Paradójicamente, él murió hace un siglo y medio, pero sigue siendo mi compatriota más peligroso. Tan peligroso es que la dictadura militar del Uruguay no pudo encontrar ni una sola frase suya que no fuera subversiva y tuvo que decorar con fechas y nombres de batallas el mausoleo que erigió para ofender su memoria.

 

A él, que se negó a aceptar que nuestra patria grande se rompiera en pedazos; a él, que se negó a aceptar que la independencia de América fuera una emboscada contra sus hijos más pobres, a él, que fue el verdadero primer ciudadano ilustre de la región, dedico esta distinción, que recibo en su nombre.

 

Y termino con palabras que le escribí hace algún tiempo:

 

1820, Paso del Boquerón. Sin volver la cabeza, usted se hunde en el exilio. Lo veo, lo estoy viendo: se desliza el Paraná con perezas de lagarto y allá se aleja flameando su poncho rotoso, al trote del caballo, y se pierde en la fronda.

 

Usted no dice adiós a su tierra.
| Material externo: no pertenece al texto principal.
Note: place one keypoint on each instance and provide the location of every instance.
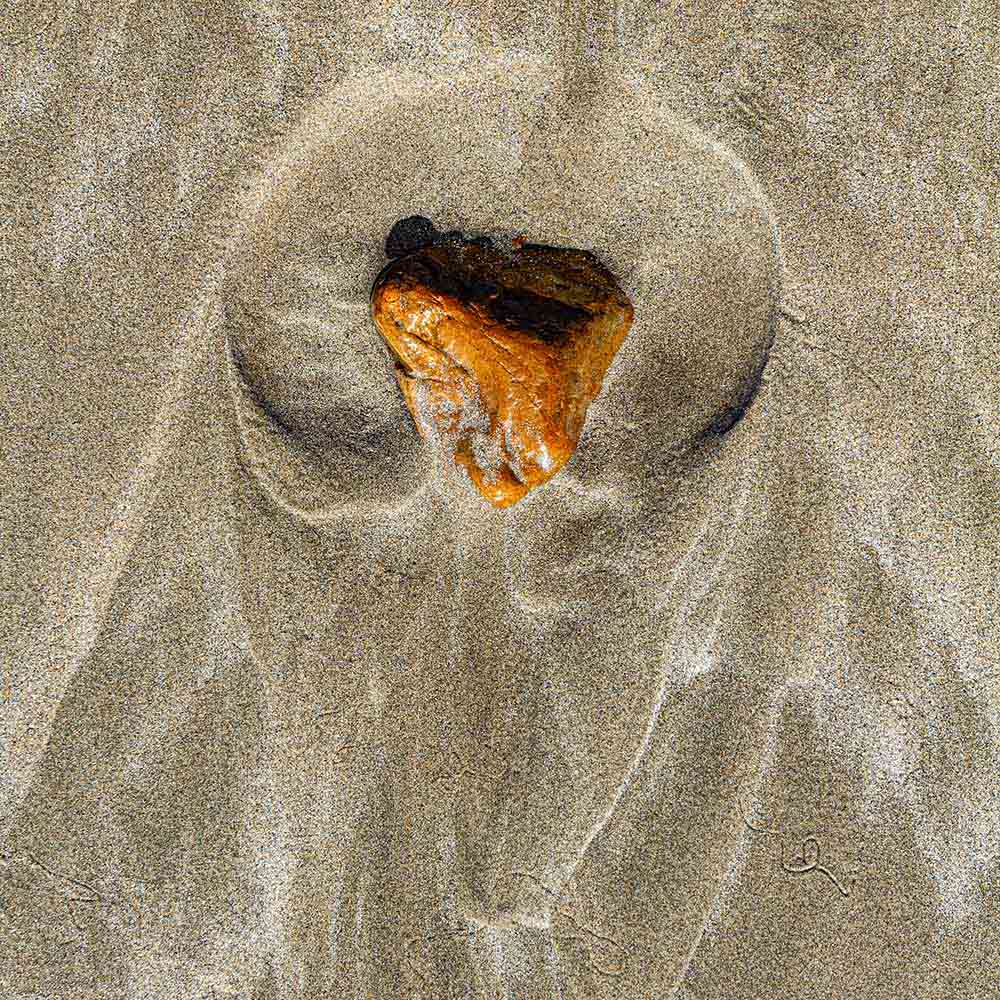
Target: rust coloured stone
(499, 354)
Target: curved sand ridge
(544, 733)
(675, 216)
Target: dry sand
(290, 712)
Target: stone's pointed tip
(507, 357)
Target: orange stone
(499, 354)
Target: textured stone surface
(499, 351)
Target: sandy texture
(288, 711)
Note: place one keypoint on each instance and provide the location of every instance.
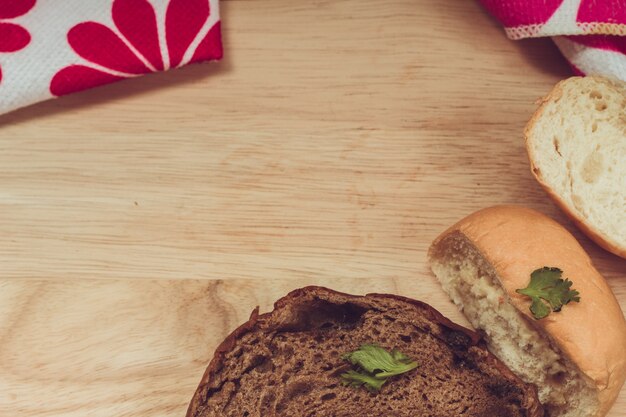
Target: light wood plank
(332, 144)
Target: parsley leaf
(548, 291)
(378, 364)
(356, 379)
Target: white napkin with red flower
(591, 34)
(50, 48)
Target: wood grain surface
(141, 222)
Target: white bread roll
(576, 357)
(576, 143)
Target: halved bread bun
(576, 357)
(576, 143)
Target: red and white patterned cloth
(50, 48)
(590, 33)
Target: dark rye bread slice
(288, 363)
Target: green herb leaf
(356, 379)
(378, 364)
(548, 291)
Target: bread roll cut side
(578, 366)
(576, 143)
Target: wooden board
(332, 144)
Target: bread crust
(601, 239)
(591, 333)
(265, 322)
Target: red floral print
(13, 37)
(136, 21)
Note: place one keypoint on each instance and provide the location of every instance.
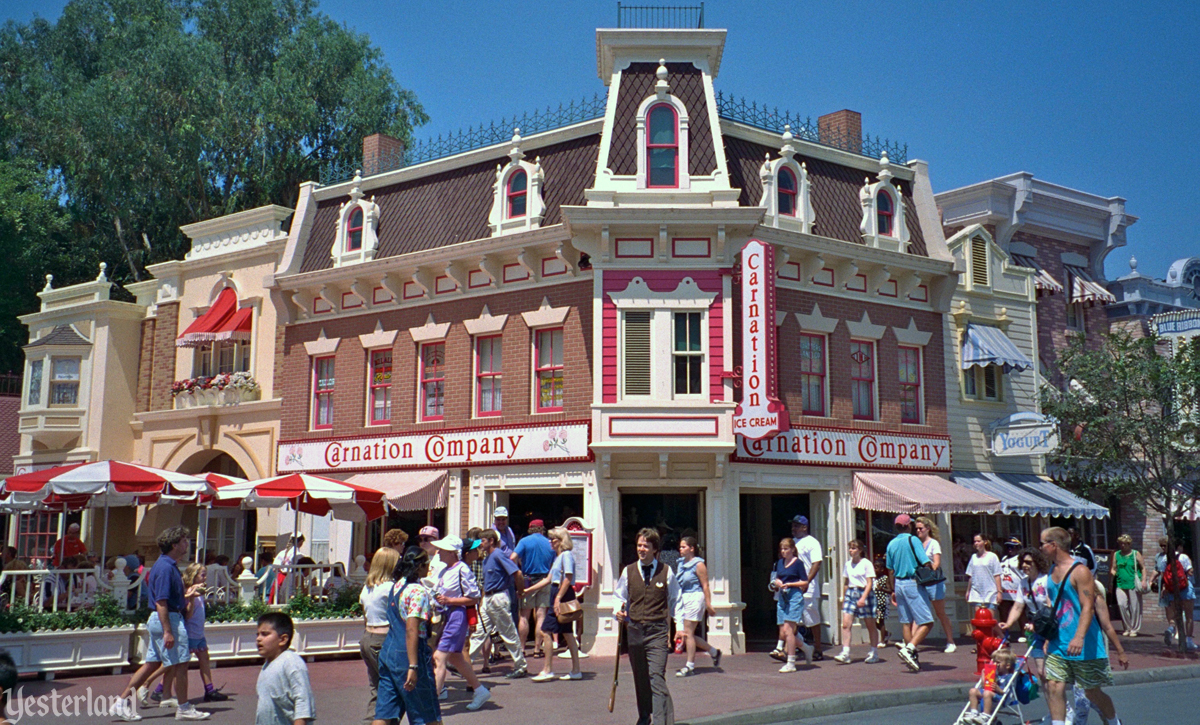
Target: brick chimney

Ella no se lo creería. O quizás usted no sabe, todavía, que se va para siempre.

 

Se agrisa el paisaje. Usted se va, vencido, y su tierra se queda sin aliento.

 

¿Le devolverán la respiración los hijos que le nazcan, los amantes que le lleguen? Quienes de esa tierra broten, quienes en ella entren, ¿se harán dignos de tristeza tan honda?

 

Su tierra. Nuestra tierra del sur. Usted le será muy necesario, don José. Cada vez que los codiciosos la lastimen y la humillen, cada vez que los tontos la crean muda o estéril, usted le hará falta. Porque usted, don José Artigas, general de los sencillos, es la mejor palabra que ella ha dicho.